Glory Be

The lights don’t turn on anymore. And the sink dribbles but doesn’t run. 

I drank all the sodas and crushed all the cans. There was nothing else in the refrigerator. I found a jar of peanut butter in the cupboard. I ate it with my finger. I turn the radio on and keep it on all day and all night because I don’t like the silence. She didn’t like it either. She would hum while she did the dishes, folded the laundry, brushed my hair. 

I pray everyday because Father Anderson said that if you don’t pray then God will make bad things happen. I didn’t used to pray every day. Maybe this is why she doesn’t come home. So now I put the beads of my rosary between my fingers and on the crucifix, I say the Apostle’s Creed, then on the next bead, I say the “Our Father’’ prayer. Then three Hail Marys. Last is the Glory Be. I say this one slowly so that God can hear it and I close my eyes really tight until I see red. 

   Sometimes in the afternoons I pretend that I’m going to church and I put on her white heels and her long dress with little blue cornflowers and rub her lipstick in a circle and take a tissue and kiss it like she used to. I go to the mirror in the front hall and look at myself. People used to say that I looked like her. All the ladies at church would tell me I have her eyes. Green eyes. But hers were lighter than mine.

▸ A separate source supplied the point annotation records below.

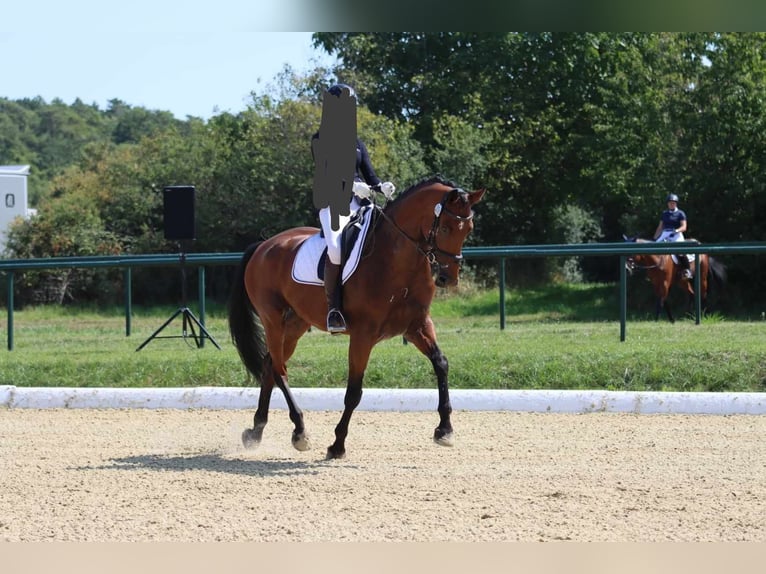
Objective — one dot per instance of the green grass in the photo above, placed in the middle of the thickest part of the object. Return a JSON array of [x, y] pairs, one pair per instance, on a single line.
[[562, 337]]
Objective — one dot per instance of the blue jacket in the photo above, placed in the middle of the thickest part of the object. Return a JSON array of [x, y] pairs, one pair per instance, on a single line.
[[672, 219]]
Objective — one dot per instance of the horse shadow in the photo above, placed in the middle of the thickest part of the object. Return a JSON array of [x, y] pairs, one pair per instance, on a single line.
[[215, 462]]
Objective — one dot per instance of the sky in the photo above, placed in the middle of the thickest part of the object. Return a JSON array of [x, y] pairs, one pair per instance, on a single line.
[[190, 57]]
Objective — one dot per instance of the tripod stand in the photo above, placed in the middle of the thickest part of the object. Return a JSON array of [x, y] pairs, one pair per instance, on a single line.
[[188, 318]]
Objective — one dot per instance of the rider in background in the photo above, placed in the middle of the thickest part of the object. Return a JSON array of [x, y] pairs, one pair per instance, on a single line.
[[343, 178], [671, 228]]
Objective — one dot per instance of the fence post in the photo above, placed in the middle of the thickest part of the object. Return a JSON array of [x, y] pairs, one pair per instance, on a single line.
[[502, 293], [697, 287], [623, 296], [128, 287], [201, 291], [10, 310]]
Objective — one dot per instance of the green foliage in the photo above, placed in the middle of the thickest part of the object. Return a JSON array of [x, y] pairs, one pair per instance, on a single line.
[[576, 137], [564, 337]]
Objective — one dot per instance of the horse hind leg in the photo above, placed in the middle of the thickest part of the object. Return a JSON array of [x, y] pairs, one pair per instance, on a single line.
[[251, 438], [283, 341], [359, 349]]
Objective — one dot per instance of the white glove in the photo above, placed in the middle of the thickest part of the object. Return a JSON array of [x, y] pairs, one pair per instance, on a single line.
[[387, 188], [361, 190]]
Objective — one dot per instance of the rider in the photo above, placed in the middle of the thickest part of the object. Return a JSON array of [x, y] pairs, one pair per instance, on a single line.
[[341, 158], [671, 228]]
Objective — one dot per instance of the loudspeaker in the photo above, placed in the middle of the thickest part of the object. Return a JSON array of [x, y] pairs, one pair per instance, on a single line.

It is so cold and the stove won’t turn on and the radiator won’t either and I can’t sleep. I count down from ten and when I get to zero I throw off the quilt and run down the hall and into her closet and grab her big grey coat with holes in the pockets. I put it on over my pajamas and then I run into the kitchen and sit on the floor next to the sink. I pretend I am in her arms, the coat is her body. I run my hand over my forehead and through my hair. Over and over, just like she used to so I could sleep. My heart slows again. I pretend God is sitting next to the refrigerator, across from me. He is puffing on a cigarette like the man who came over on the weekends. God has a low voice and a bouncing knee. 

“You okay?” He asks and one of his eyebrows goes up. 

I nod. 

“You miss her don’t you.” Big puff. 

I nod again. 

“She knows you miss her.” God has a lazy eye. 

“Well if she knows that then why doesn’t she come back?” I ask. Little tears come down my cheeks and onto her jacket. I wipe them with the back of my hand. 

“I pray,” I say. 

“I know.” Another puff. He looks at me hard with his good eye. 

“She loves you.” he says. Both eyes look at me and his knee starts jerking crazy.